# 2595. Number of Even and Odd Bits

## Description

You are given a positive integer n.

Let even denote the number of even indices in the binary representation of n (0-indexed) with value 1.

Let odd denote the number of odd indices in the binary representation of n (0-indexed) with value 1.

Return an integer array answer where answer = [even, odd].

Example 1:

Input: n = 17
Output: [2,0]
Explanation: The binary representation of 17 is 10001.
It contains 1 on the 0th and 4th indices.
There are 2 even and 0 odd indices.


Example 2:

Input: n = 2
Output: [0,1]
Explanation: The binary representation of 2 is 10.
It contains 1 on the 1st index.
There are 0 even and 1 odd indices.


Constraints:

• 1 <= n <= 1000

## Solutions

Solution 1: Enumerate

According to the problem description, enumerate the binary representation of $n$ from the low bit to the high bit. If the bit is $1$, add $1$ to the corresponding counter according to whether the index of the bit is odd or even.
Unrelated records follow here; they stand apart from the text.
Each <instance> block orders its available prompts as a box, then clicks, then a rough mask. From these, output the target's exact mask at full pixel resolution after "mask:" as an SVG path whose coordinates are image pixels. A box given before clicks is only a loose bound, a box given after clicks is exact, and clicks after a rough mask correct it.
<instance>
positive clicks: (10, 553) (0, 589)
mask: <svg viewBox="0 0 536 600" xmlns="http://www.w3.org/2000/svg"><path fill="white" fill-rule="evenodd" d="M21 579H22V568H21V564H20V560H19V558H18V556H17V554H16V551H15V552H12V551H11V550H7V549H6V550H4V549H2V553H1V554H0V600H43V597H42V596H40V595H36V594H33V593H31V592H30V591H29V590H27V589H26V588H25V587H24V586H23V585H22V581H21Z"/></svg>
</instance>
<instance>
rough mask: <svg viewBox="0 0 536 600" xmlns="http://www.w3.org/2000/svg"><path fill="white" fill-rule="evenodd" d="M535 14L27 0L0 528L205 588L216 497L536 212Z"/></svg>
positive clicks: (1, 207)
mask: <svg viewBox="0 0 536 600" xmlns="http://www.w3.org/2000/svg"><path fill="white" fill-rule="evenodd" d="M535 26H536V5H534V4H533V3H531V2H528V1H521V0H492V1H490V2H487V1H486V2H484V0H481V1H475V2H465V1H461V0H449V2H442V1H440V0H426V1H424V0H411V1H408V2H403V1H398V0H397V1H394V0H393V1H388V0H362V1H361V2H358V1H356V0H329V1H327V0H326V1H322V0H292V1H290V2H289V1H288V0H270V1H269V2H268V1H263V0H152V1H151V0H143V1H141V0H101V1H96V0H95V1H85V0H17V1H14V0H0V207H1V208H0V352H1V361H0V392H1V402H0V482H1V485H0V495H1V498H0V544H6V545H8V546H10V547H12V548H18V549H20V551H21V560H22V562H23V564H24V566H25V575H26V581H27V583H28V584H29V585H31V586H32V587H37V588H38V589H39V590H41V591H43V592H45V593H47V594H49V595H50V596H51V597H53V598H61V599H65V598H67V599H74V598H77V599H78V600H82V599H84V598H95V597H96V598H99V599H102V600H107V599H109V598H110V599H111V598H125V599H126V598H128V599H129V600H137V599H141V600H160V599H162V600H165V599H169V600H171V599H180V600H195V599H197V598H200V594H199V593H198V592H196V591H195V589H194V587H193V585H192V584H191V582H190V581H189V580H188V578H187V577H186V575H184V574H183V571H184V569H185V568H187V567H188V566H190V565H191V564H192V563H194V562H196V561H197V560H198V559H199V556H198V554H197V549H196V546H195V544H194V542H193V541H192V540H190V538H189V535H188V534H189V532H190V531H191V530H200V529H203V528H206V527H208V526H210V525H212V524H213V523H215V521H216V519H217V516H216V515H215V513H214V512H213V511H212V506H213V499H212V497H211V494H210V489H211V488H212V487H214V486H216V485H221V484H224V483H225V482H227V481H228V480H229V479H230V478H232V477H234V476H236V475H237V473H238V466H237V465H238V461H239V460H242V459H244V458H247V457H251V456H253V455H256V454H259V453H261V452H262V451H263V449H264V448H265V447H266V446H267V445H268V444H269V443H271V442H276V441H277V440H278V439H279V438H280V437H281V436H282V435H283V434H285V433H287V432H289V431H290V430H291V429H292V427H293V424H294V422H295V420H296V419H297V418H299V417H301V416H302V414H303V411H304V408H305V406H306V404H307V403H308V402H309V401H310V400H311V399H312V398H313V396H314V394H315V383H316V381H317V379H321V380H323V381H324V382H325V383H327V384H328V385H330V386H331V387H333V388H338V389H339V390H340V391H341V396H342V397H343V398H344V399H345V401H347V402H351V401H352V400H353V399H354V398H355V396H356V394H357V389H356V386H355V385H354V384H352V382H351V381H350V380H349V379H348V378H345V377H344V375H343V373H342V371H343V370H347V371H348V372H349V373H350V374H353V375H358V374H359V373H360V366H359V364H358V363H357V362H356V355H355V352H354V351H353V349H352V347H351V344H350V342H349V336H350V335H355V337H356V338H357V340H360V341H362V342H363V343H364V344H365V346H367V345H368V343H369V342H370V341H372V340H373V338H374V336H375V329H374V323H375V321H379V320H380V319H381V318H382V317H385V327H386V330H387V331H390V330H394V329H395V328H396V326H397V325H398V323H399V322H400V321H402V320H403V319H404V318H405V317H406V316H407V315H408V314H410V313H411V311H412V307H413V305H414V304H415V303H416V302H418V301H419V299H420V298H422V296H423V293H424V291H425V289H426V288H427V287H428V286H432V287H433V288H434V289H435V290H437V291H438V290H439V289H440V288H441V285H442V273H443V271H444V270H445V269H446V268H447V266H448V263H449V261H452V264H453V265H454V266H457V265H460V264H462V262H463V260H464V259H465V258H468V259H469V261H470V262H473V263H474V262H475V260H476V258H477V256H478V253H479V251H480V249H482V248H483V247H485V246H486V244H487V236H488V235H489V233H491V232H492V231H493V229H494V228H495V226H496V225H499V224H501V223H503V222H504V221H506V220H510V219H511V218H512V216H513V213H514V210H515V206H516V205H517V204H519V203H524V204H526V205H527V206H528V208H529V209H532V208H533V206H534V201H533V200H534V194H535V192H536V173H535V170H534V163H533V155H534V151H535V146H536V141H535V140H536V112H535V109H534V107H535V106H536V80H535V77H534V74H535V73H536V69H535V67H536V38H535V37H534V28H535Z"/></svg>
The time complexity is $O(\log n)$ and the space complexity is $O(1)$. Where $n$ is the given integer.

• class Solution {
public int[] evenOddBit(int n) {
int[] ans = new int[2];
for (int i = 0; n > 0; n >>= 1, i ^= 1) {
ans[i] += n & 1;
}
return ans;
}
}

• class Solution {
public:
vector<int> evenOddBit(int n) {
vector<int> ans(2);
for (int i = 0; n > 0; n >>= 1, i ^= 1) {
ans[i] += n & 1;
}
return ans;
}
};

• class Solution:
def evenOddBit(self, n: int) -> List[int]:
ans = [0, 0]
i = 0
while n:
ans[i] += n & 1
i ^= 1
n >>= 1
return ans


• func evenOddBit(n int) []int {
ans := make([]int, 2)
for i := 0; n != 0; n, i = n>>1, i^1 {
ans[i] += n & 1
}
return ans
}

• function evenOddBit(n: number): number[] {
const ans = new Array(2).fill(0);
for (let i = 0; n > 0; n >>= 1, i ^= 1) {
ans[i] += n & 1;
}
return ans;
}


• impl Solution {
pub fn even_odd_bit(mut n: i32) -> Vec<i32> {
let mut ans = vec![0; 2];

let mut i = 0;
while n != 0 {
ans[i] += n & 1;

n >>= 1;
i ^= 1;
}

ans
}
}